Unfortunately, Mr. Hurst’s former home, which had fallen into disuse, has been bricked up since the 1980’s. A building which harbored and nurtured generations of children now sits unused– a stately and curious reminder of another Inwood of ages past.
Author’s note: Since first posting this email several years ago I have received a slow, but steady stream of emails from descendants of William and Minnie Hurst. The emails all begin in similar fashion, “I am the great grandchild of William H. Hurst and I came across your post online.” Soon they are forwarding photos of the old house and asking for the contact information for other Hurst relatives so distant in the family tree that they have lost touch with them through the passing decades.

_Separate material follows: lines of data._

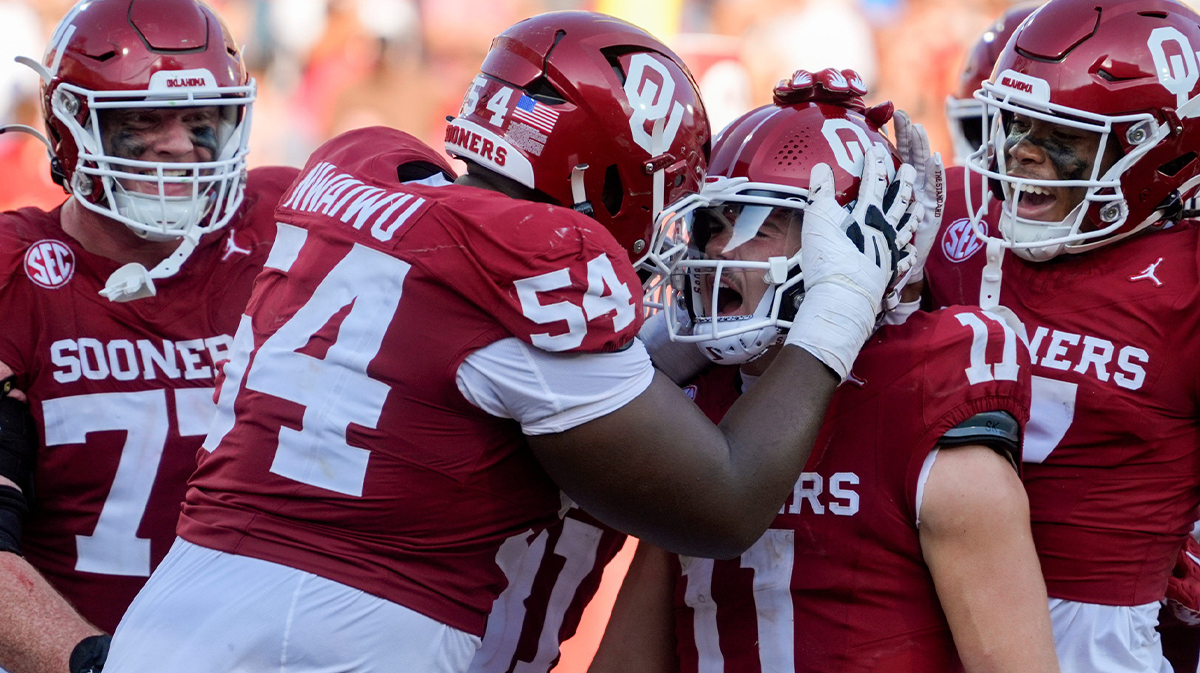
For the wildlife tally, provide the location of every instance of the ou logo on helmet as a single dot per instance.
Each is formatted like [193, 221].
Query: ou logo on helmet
[849, 143]
[1176, 72]
[49, 264]
[652, 103]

For me, connecting these long lost Hursts, while learning more of the history of my own neighborhood, has been a labor of love. I’m sure it has for them as well.
The below photos were all provided by the descendants of William and Minnie Hurst.
Special thanks to Lee Hirata who scanned photos from her grandmother’s photo album.
And to Caleb Hurst who contacted MyInwood and wrote: “I am the great grandson of William H. Hurst. My grandfather was Austin Hurst, and my father was William H. Hurst.” He then followed up with this treasure trove of mostly interior shots of his great grandfather’s Inwood home.
Thank you Caleb and Lee.
They were followed by Joe Gonzalez, who wrote: “Allow me to add yet another ancestor to your contacts! William Hurst is my wife’s great great grandfather via his son William, Jr. and his wife Ruth Adele Johnson. We also have some pictures to share.
Attached is a picture of Minnie Murphy Hurst, along with a picture of Minnie and William’s son, William H. Hurst, Jr. in his WWI uniform.”
And, Joe Gonzalez writes in again asking for help identifying family members in the below photo: “So far, I know Austin is far left, Clare Hurst Forney is 4th from left, and her husband Adger Forney is third from left. Otherwise not 100% certain of others. Based on that familiar low stone wall, I’m guessing this was taken at the Inwood house.”
On June 22, 2013, after years of email correspondence, I met the descendants of William and Minnie Hurst for the very first time. Many had never seen the house before,nor had they met one another.
Several generations of surviving Hurst’s posed in front of the old house, “530” they called it, and shared some family mementos they brought for the event. The day was full of emotion and I thank them for including me.